Land invaders blast government for delays over site

Residents of an informal settlement erected shacks at Merry Farm, a piece of land in Lenasia South, resulting in violent clashes with Ennerdale residents at the weekend. / SANDILE NDLOVU
Residents of an informal settlement erected shacks at Merry Farm, a piece of land in Lenasia South, resulting in violent clashes with Ennerdale residents at the weekend. / SANDILE NDLOVU

The government had eyes on a piece of land that is at the centre of violent clashes between residents in Lenasia South, south of Johannesburg.

The owner of Merry Farm, Christian Merry, 52, yesterday told SowetanLIVE that the government initially approached him to buy the land.

"About seven years ago, the government contacted me about buying this land for low-cost housing. But they didn't buy it and it's still under my family's name," Merry said.

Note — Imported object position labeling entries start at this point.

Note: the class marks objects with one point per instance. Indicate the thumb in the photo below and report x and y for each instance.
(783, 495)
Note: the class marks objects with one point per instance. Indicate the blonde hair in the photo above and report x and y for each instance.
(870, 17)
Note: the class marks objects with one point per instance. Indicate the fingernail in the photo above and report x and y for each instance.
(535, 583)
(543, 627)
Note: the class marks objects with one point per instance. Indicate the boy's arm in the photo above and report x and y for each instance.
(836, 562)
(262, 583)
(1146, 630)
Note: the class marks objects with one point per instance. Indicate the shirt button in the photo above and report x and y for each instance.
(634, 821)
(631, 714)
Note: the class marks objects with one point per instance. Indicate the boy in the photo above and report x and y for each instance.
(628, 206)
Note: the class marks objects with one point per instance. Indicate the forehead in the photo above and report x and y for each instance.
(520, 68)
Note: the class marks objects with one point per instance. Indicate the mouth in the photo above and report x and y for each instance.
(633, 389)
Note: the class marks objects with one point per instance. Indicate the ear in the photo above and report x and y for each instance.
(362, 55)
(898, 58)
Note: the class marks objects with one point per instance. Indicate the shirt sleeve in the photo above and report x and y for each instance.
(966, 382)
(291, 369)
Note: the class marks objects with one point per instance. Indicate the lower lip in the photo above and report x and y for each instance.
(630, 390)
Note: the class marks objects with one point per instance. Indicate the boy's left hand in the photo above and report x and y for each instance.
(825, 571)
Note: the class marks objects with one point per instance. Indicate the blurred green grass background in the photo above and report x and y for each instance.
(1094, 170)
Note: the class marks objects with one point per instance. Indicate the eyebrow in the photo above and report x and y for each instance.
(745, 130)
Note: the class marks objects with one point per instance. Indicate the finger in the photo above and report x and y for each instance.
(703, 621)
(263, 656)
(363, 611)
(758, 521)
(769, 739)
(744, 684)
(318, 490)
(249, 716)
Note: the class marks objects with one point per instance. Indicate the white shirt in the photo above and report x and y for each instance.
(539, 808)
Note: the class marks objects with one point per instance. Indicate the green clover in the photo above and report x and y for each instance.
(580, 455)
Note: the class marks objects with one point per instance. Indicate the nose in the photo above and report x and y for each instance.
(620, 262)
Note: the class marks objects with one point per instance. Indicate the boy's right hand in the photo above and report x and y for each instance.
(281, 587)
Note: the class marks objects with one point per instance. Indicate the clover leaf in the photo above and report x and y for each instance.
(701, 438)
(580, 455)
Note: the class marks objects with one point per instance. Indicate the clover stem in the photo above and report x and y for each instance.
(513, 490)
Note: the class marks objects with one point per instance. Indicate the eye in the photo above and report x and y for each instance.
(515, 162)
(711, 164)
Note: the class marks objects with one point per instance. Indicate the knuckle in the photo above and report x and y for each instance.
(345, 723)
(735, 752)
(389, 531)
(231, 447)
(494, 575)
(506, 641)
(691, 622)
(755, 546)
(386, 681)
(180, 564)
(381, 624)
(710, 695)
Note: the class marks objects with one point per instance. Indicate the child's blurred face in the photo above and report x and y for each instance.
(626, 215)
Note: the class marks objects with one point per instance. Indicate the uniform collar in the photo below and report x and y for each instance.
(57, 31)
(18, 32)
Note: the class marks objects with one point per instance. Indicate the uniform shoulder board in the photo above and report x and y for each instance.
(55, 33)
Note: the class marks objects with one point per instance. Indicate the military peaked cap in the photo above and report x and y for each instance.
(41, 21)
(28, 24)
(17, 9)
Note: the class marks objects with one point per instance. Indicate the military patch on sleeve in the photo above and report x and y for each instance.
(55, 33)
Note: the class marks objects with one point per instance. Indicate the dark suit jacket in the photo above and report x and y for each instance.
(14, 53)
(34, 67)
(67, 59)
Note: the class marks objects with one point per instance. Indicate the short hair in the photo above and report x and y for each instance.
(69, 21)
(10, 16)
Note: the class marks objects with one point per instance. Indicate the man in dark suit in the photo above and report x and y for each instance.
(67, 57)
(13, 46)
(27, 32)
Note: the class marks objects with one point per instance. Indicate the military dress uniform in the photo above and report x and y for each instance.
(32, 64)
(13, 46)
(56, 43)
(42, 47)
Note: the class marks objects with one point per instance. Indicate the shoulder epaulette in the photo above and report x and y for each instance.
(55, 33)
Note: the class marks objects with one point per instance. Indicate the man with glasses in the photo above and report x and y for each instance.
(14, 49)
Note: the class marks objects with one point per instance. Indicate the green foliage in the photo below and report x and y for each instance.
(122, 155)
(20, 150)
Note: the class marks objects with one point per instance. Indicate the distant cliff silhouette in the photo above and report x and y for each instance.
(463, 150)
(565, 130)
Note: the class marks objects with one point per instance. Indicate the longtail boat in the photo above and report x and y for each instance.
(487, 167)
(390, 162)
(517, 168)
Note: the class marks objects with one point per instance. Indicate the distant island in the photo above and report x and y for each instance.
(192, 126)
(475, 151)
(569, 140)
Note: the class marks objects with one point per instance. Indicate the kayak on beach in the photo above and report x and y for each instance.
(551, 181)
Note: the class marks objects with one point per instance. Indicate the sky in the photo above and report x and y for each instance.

He said he had no problem with selling and was waiting for the government to approach him.

"We don't use that land anymore. It was a diary farm until my father got ill and passed on. We then left it as it was, but gave a small portion to some of the people who worked on the farm with him while the bigger part was left vacant," Merry said.

However, Gauteng human settlements MEC Lebogang Maile said he was not aware of a decision to buy the land from Merry. He said it would have to consider a number of factors and that processes would have to be followed.

Merry said he was shocked when he saw on the news that the land had been illegally occupied.

Ennerdale and Lenasia South residents clashed with the invaders at the weekend, demanding that they vacate the area as their presence devalued their properties.

Merry said he was six months old when his father bought the land.

Maile said he will set up a task team to find short-term solutions to the problems facing residents in the area, especially on the backdrop of the violent clashes.

"We'll come back and in that meeting, we want to be dealing with the roadmap and what must happen. We've agreed that the problem is complex. It doesn't need simplistic approach."

Lawrence Ntengemntu, a community leader who spearheaded the occupation, said the land was earmarked for development under former Joburg mayor Parks Tau's administration but the development was delayed.

Ntengemntu said the land was to be occupied by residents from Lawley Station and those who were backroom tenants.

"We know who the owner of the land is and we have been in contact with him. He knows about this but said he was waiting for the government to approach him with the right figure so that we could move onto the land," he said.

"But that was taking too long so we decided to erect shacks so that it wouldn't be hijacked by other people."